This automation runs 24/7 without human intervention. For a client handling 50+ calls per day, this workflow saves approximately 3 hours of manual admin work daily.

Handling Edge Cases and Errors

Real-world voice AI encounters all sorts of unexpected situations. Here's how I handle the most common edge cases in production:

Edge Case 1: Caller Speaks Unclearly

Problem: Speech-to-text misinterprets caller's name or phone number.

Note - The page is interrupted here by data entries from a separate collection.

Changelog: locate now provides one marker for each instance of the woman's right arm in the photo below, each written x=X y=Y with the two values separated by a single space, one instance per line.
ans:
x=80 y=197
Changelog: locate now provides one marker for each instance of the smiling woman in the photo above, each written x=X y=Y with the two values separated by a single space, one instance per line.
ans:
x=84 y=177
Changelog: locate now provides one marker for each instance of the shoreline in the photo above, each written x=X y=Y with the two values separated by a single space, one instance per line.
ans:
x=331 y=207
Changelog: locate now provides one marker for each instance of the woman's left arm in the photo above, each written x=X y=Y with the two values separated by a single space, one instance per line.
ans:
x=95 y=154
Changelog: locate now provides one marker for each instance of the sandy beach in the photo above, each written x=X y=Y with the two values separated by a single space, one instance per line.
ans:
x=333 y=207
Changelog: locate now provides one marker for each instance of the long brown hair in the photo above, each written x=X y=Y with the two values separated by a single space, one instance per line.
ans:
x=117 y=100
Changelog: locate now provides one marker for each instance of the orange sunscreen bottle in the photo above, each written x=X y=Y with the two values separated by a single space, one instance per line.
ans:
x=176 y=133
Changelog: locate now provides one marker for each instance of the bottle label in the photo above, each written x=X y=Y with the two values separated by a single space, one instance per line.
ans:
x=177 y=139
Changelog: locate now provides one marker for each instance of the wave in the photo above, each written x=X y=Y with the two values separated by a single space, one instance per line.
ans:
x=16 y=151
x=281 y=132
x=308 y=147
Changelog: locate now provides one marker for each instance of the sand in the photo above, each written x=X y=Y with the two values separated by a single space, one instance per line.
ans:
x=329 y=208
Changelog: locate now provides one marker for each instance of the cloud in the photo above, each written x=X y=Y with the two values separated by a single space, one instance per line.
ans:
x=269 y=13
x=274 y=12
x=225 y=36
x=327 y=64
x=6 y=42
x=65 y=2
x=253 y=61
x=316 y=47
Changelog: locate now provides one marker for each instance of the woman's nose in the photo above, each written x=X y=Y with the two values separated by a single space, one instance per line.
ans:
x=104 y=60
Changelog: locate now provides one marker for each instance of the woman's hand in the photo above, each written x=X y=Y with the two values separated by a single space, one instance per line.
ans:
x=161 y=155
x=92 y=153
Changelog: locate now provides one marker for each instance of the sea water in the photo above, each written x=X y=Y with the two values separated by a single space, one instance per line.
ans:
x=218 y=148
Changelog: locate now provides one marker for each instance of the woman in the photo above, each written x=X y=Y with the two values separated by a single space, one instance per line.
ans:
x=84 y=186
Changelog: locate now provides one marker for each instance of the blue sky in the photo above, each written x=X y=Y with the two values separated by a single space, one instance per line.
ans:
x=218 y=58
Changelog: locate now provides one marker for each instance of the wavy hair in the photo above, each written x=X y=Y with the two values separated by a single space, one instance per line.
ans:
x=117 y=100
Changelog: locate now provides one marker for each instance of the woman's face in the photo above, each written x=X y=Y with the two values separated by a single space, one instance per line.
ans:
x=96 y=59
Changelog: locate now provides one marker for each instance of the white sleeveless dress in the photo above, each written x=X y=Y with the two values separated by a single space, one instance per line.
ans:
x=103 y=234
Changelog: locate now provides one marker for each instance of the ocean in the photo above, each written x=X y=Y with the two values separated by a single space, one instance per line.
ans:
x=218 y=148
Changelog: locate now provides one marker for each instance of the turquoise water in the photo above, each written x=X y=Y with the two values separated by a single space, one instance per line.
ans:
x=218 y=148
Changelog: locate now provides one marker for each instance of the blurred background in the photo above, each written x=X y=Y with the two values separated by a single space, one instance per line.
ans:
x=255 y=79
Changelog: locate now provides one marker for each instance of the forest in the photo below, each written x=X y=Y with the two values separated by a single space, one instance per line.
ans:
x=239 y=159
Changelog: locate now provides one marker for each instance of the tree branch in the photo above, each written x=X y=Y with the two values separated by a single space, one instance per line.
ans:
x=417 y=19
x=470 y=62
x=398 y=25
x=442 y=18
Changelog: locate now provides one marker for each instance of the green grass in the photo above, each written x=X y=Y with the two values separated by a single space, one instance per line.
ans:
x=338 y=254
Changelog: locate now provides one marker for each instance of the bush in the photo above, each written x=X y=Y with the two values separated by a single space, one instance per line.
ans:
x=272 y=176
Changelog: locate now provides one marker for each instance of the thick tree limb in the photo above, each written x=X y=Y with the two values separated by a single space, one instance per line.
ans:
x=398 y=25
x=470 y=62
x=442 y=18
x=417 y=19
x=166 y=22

Solution: Add confirmation loops. After collecting critical info, have the agent repeat it back: "Just to confirm, your phone number is 214-555-0123, is that correct?" Give caller chance to correct before proceeding.

Edge Case 2: System Unavailable

Problem: Your booking API is down or slow to respond.

Solution: Implement timeout handling. If check_availability takes more than 5 seconds, agent says: "I'm having trouble checking availability right now. Can I take your information and have someone call you back within the hour?"

Edge Case 3: Caller Asks Off-Topic Questions

Problem: "What's your return policy?" or "Are you hiring?" (not appointment-related).

Solution: Train the agent to recognize out-of-scope requests and offer transfer: "That's a great question, but I specialize in scheduling. Let me transfer you to someone who can help with that."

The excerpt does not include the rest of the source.